What food are you currently feeding? Knowing what you are using right now will help me suggest new foods to try. It does sound like some sort of allergy problem, but it could be food or environmental.

Natural Balance Sweet Potato & Venison would be a good food to try if you suspect she has a food allergy. There are a few other brands, also. I would recommend adding a supplemental probiotic, such as Animal Essentials Plant Enzymes & Probiotics. I love the stuff!


----------



## Lillybelle (Jan 14, 2011)

They've been on a couple of brands, Iams for sensitive stomach for the cavalier and puppy for the Maltese until I found out about the animal cruelty thing then blue buffalo which is causing diarrhea so we're looking. The vet suggests food for allergies and a sensitive stomach for the cavalier, she's prone to hemorrhagic diarrhea :-( so we have to be very careful with her stomach and anything that is not easily digestible. For the Maltese I'm just looking for something for allergies, so far Natural balance L.I.D. Has met both their needs but I haven't ordered it just yet.


----------



## Sylie (Apr 4, 2011)

I alternate between Natural Balance duck and potato and Wellness small breed formula. The Wellness does contain grains; oatmeal, brown rice and rye. Those grains don't usually cause allergies. There are good things in these foods to aid digestion. My 14 year Ru had been on a special prescription diet because of her tendency to bloody diarrhea, but she hasn't had a problem once with this food.


----------



## DiamondsDad (Jul 14, 2011)

Diamond used to bite her paws a lot too (vet said it was probably allergies.) We started feeding her Acana Pacifica, and she stopped biting her paws. (Acana is a Canadian dog food; I don't know it's availability outside Canada - but it has Canadian-sourced ingredients, no grains, etc - good stuff). 

Anyway, I'm not just trying to recommend the specific brand of food... We told the vet we switched Diamond to Acana Pacifica, which is based primarily on fish. The vet said that was probably the best thing we could do to prevent the paw biting for two reasons (1) it contains no poultry and lots of dogs are allergic to one or more types of poultry - chicken, duck, turkey and (2) fish contain a lot of nutrients that can actually ease allergic symptoms (that arise from other sources). 

So you might want to try the sweet potato and Salmon food - it might be the bost of both worlds (I hadn't heard about sweet potato helping with tear staining and allergies - we feed Diamond dried sweet potato as treats).


----------



## LJSquishy (Feb 27, 2008)

For your Cavalier, I would suggest a soft diet, such as canned food. One with one protein source and one carb source. My girl is on a limited canned diet right now. She is on California Natural Salmon & Sweet Potato and hasn't had diarrhea in the 4 months or so she has been on it. I wouldn't recommend a dry kibble for her, it is harder to digest. Natural Balance LID canned foods would qualify.
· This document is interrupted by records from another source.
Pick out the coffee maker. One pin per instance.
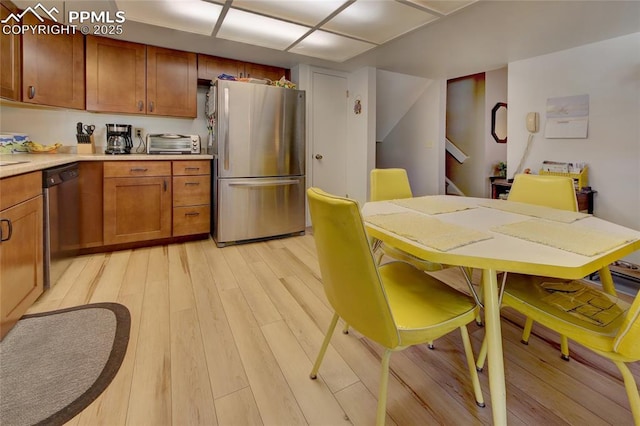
(118, 139)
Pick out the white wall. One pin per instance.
(361, 128)
(609, 72)
(416, 142)
(48, 125)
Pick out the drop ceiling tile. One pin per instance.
(443, 6)
(308, 12)
(192, 16)
(378, 21)
(333, 47)
(259, 30)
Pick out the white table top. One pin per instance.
(503, 252)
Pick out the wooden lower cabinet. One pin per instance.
(21, 247)
(137, 207)
(191, 197)
(91, 204)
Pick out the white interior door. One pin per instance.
(329, 133)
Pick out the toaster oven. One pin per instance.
(171, 143)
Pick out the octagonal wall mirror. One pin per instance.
(499, 122)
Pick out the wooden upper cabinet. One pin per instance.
(116, 75)
(172, 82)
(210, 67)
(52, 67)
(9, 60)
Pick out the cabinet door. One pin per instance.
(137, 209)
(21, 257)
(210, 67)
(10, 63)
(191, 190)
(263, 71)
(172, 81)
(116, 76)
(52, 67)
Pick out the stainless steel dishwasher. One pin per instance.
(61, 187)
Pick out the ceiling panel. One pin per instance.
(378, 21)
(308, 12)
(443, 6)
(259, 30)
(192, 16)
(333, 47)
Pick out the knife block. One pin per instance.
(86, 144)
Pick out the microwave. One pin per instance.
(171, 143)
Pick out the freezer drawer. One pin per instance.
(258, 208)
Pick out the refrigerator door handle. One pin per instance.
(226, 128)
(278, 182)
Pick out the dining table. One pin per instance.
(498, 236)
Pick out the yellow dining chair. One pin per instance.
(549, 191)
(597, 320)
(393, 184)
(557, 192)
(395, 305)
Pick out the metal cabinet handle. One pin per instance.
(9, 228)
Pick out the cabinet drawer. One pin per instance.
(16, 189)
(191, 190)
(196, 167)
(191, 220)
(136, 168)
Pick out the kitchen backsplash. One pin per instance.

You will want to pick one variety and stick with it, which means either no treats at all, or the treats must be 100% either the protein source or carb source...so no random treats.

For your Malt, I would suggest either trying the Natural Balance LID diet, either dry or canned. Nature's Variety Instinct has a couple of LIDs as well. Basically, just look for one protein, and one carb source (usually potato or sweet potato, sometimes tapioca). Make sure it is wheat, corn, soy, & grain-free.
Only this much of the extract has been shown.